Recognizing that whole team testing may not sufficiently address validating NFRs many organizations will supplement their whole team testing efforts with parallel independent testing . With this approach a delivery team makes their working builds available to a test team on a regular basis, minimally at the end of each iteration, and the testers perform the types of testing on it that the delivery team is either unable or unlikely to perform. Knowing that some classes of NFRs may be missed by the team, independent test teams will look for those types of defects. They will also perform pre-production system integration testing and exploratory testing to name a few. Parallel independent testing is also common in regulatory compliance environments.

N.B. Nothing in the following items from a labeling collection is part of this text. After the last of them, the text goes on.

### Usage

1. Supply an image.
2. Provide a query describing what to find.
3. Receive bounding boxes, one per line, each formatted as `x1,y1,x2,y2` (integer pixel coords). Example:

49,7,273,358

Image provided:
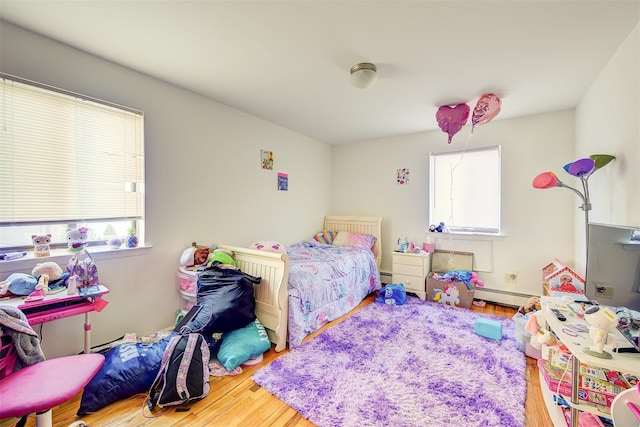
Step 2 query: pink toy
469,271,484,287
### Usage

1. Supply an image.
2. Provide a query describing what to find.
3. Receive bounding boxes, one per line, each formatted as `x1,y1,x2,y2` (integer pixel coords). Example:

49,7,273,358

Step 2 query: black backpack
149,333,209,409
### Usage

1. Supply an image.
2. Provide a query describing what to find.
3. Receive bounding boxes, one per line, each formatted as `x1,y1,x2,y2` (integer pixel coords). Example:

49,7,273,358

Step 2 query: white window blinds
0,75,144,226
429,145,501,233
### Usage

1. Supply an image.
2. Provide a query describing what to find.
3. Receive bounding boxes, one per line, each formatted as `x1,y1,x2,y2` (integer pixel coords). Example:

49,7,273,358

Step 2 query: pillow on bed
251,240,287,254
217,319,271,371
313,230,337,245
333,231,376,249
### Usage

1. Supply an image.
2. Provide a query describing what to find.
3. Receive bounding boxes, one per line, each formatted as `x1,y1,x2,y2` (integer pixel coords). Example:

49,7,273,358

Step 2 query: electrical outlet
596,286,615,299
504,272,518,285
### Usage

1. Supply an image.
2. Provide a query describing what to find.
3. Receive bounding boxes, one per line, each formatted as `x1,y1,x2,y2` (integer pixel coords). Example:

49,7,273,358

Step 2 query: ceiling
0,0,640,145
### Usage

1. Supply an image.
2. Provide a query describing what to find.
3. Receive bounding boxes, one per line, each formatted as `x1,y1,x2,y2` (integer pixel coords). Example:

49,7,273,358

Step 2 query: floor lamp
533,154,615,295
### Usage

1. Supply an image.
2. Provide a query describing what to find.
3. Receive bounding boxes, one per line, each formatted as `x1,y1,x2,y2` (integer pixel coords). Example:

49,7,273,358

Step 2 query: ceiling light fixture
351,62,378,89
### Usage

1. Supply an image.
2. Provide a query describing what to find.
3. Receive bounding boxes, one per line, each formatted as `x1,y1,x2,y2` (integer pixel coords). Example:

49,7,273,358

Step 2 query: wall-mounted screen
586,223,640,311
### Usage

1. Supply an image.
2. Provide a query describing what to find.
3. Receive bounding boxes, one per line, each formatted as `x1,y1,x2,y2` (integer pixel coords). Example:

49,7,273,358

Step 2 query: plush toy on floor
433,285,460,307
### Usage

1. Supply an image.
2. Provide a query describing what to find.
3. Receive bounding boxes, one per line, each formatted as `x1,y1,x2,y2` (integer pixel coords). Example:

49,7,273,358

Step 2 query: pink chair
0,329,104,427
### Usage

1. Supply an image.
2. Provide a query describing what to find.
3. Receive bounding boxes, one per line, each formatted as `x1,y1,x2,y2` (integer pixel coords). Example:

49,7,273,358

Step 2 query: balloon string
447,126,473,252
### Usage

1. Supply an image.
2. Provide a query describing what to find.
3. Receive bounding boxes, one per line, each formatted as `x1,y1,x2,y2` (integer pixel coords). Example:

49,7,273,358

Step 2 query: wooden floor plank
0,295,553,427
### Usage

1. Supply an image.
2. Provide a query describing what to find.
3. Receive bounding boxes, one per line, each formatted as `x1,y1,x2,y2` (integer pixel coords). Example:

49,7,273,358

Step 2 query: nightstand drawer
391,273,426,292
392,260,429,277
393,254,426,268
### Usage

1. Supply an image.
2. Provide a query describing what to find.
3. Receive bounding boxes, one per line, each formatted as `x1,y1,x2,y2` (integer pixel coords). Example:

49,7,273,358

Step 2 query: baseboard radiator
380,271,539,307
474,288,539,307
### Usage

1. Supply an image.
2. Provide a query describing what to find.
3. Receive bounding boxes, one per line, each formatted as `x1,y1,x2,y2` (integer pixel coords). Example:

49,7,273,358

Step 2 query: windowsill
427,231,507,239
0,245,153,280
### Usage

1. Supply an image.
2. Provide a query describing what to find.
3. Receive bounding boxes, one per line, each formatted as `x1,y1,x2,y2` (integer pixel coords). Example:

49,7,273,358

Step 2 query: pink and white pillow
251,240,287,254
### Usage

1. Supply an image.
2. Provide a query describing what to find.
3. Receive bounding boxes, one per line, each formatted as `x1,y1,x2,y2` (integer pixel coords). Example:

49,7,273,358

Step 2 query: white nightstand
391,252,431,300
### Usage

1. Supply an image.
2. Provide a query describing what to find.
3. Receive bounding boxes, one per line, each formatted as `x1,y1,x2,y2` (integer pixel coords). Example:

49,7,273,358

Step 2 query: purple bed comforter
287,241,381,348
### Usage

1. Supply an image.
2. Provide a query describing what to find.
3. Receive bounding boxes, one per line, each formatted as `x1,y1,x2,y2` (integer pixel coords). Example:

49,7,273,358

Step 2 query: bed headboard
322,215,382,269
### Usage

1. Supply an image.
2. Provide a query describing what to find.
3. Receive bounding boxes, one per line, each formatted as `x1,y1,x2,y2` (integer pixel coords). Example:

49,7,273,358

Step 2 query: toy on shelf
31,234,51,257
429,222,449,233
66,227,89,252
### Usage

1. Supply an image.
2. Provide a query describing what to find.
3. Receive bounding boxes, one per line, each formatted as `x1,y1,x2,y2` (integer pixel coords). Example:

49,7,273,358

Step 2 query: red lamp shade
533,172,559,189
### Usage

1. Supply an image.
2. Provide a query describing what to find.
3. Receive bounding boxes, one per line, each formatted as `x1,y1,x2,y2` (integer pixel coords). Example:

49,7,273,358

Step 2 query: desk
539,306,640,427
0,285,109,354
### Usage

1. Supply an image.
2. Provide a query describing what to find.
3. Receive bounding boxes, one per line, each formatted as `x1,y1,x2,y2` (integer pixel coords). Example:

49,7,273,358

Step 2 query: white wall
576,19,640,270
333,110,578,305
0,22,332,357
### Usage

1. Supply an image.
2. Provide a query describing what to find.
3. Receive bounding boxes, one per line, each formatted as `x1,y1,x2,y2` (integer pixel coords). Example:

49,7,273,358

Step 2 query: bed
218,215,382,352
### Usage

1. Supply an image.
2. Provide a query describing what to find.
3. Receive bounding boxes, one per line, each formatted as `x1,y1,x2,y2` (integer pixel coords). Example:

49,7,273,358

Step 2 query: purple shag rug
253,297,527,427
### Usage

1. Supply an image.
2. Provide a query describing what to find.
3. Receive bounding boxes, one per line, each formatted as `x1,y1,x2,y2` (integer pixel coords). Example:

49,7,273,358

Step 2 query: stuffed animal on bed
433,270,484,291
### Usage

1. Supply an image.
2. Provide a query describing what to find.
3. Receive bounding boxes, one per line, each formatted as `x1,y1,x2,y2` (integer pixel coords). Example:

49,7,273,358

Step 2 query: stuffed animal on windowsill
180,245,236,270
66,227,89,252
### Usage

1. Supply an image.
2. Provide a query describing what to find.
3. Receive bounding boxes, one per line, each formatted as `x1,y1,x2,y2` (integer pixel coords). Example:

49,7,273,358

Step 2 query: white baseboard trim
473,288,534,307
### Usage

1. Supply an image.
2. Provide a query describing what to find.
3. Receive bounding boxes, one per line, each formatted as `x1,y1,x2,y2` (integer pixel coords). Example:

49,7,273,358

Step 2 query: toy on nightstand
25,274,49,302
66,227,89,252
31,234,51,257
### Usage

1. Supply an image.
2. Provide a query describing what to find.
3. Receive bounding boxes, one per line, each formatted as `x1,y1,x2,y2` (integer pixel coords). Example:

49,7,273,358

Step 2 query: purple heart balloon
436,104,469,144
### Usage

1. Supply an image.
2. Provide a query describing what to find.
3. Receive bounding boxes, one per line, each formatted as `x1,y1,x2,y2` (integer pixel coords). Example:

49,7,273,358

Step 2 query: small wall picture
396,168,409,185
260,150,273,170
278,172,289,191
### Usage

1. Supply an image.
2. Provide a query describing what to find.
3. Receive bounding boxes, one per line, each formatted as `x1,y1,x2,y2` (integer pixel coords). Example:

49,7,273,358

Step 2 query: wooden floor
0,296,553,427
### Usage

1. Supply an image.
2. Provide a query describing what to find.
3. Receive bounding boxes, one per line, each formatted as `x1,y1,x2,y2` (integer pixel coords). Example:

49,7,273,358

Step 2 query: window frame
428,145,502,235
0,72,145,251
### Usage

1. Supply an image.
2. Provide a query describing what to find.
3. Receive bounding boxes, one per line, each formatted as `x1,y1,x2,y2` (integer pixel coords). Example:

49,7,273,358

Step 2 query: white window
429,145,501,233
0,73,144,249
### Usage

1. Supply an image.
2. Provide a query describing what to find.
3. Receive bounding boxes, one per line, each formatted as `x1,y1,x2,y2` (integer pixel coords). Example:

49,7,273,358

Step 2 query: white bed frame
218,215,382,352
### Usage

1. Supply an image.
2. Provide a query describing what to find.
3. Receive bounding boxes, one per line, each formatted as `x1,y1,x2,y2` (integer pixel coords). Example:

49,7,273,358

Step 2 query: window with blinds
0,74,144,248
429,145,501,234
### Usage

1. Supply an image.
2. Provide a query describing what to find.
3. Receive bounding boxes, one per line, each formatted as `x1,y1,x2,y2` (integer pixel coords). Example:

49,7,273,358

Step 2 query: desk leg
84,312,91,354
571,354,580,427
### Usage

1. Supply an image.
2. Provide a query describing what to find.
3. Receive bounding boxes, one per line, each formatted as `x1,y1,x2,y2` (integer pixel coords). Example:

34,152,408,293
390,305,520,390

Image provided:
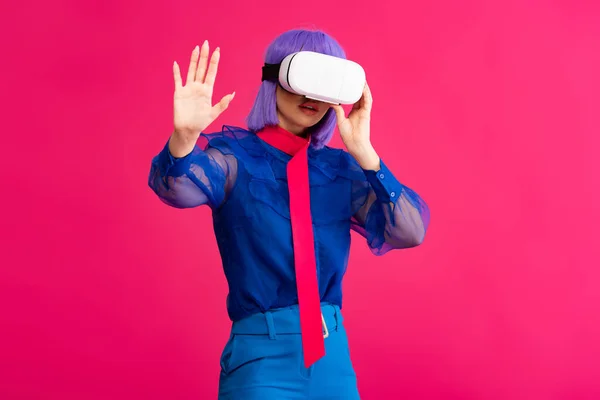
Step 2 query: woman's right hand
169,41,235,157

From a verification point of view some agile teams will perform either formal or informal reviews. Experienced agilists prefer to avoid reviews due to their inherently long feedback cycle, which increases the average cost of addressing found defects, in favor of non-solo development strategies such as pair programming and modeling with others. The challenge with non-solo strategies is that managers unfamiliar with agile techniques, or perhaps the real problem is that they’re still overly influenced by disproved traditional theories of yesteryear, believe that non-solo strategies reduce team productivity. When done right non-solo strategies increase overall productivity, but the political battle required to convince management to allow your team to succeed often isn’t worth the trouble.
Another strategy for validating NFRs code analysis, both dynamic and static. There is a range of analysis tools available to you that can address NFR types such as security, performance, and more. These tools will not only identify potential problems with your code many of them will also provide summaries of what they found, metrics that you can leverage in your automated project dashboards. This strategy of leveraging tool-generated metrics such as this is a technique which IBM calls Development Intelligence and is highly suggested as an enabler of agile governance in DAD. Disciplined agile teams will include invocation of code analysis tools from you CI scripts to support continuous validation throughout the lifecycle.
Your least effective validation option is end-of-lifecycle testing, in the traditional development world this would be referred to as a testing phase. The problem with this strategy is that you in effect push significant risk, and significant costs, to the end of the lifecycle. It has been known for several decades know that the average cost of fixing defects rises the longer it takes you to identify them, motivating you to adopt the more agile forms of testing that I described earlier. Having said that I still run into organizations in the process of adopting agile techniques that haven’t really made embraced agile, as a result still leave most of their testing effort to the least effective time to do such work. If you find yourself in that situation you will need to validate NFRs in addition to functional requirements.
To summarize, you have many options for validating NFRs on agile delivery teams. The secret is to pick the right one(s) for the situation that you find yourself in. The DA toolkit helps to guide you through these important process decisions, describing your options and the trade-offs associated with each one.